An aside. When I was a young boy, we played with yo-yos. In family lore, my mother’s cousin invented the yo-yo when he was in prison for theft in the thirties. When he was released, he founded what was then a famous toy company, Cheerio Toys. In truth, the yo-yo is an ancient toy. A Filipino actually introduced the yo-yo to America in the twenties. The message – Jews not only grew to fame based on innovation and entrepreneurship, but some also became infamous for their misdeeds. When I was a Toronto Daily Star newspaper delivery boy, I remember one day seeing the headlines of the pile of papers dropped off one day for me to deliver. The headline read: “Yo-yo king flees Canada for Israel.” My mother’s cousin had sought sanctuary from the Canadian taxman, not because he was being persecuted by anti-Semitism, but because he was being prosecuted for income tax evasion. So assimilation brought with it the fame and fortune of Al Jolson and the infamy of my mother’s cousin. Like the yo-yo, the fate of Jews goes up but also down and in the process one can see a diverse array of tricks.
Was the increasing rate of intermarriage a sign of going up or a sign of decline and disarray?

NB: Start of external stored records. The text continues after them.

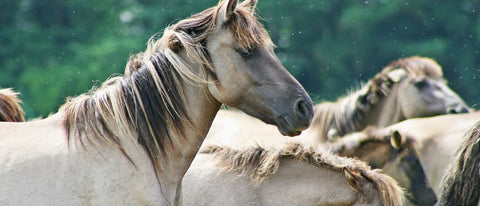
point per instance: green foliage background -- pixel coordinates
(52, 49)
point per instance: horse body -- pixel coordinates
(436, 140)
(291, 176)
(407, 88)
(460, 185)
(395, 154)
(131, 141)
(41, 169)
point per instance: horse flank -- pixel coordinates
(10, 109)
(260, 164)
(347, 114)
(149, 96)
(460, 185)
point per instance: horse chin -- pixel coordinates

After all, in 1927, Evelyn Waugh had published his novel, Decline and Fall. At the same time, Lady Chattterley’s Lover was being banned in Canada, the UK and the U.S. (A.A. Milne’s The House of Pooh Corner was published that same year, but its significance for Jews and the subject of intermarriage must await a blog far into the future.) Forty years later, Phillip Roth published Portnoy’s Complaint that Professor David Weinfeld in his lecture on intermarriage in pop culture pronounced as his favourite novel. That book had a very different take on Jewish-Gentile inter-ethnic sexual relations than The Jolson Story. In my next blog on intermarriage I will discuss Portnoy’s Complaint in comparison to another work forty years earlier at the same time as The Jolson Story, Abie’s Irish Rose.
But that blog may come in two weeks when I return to Toronto. In the interim, I am sure that the panels of the Association for Israeli Studies, for which I have to leave now, will provide plenty of subject matter for my blogs.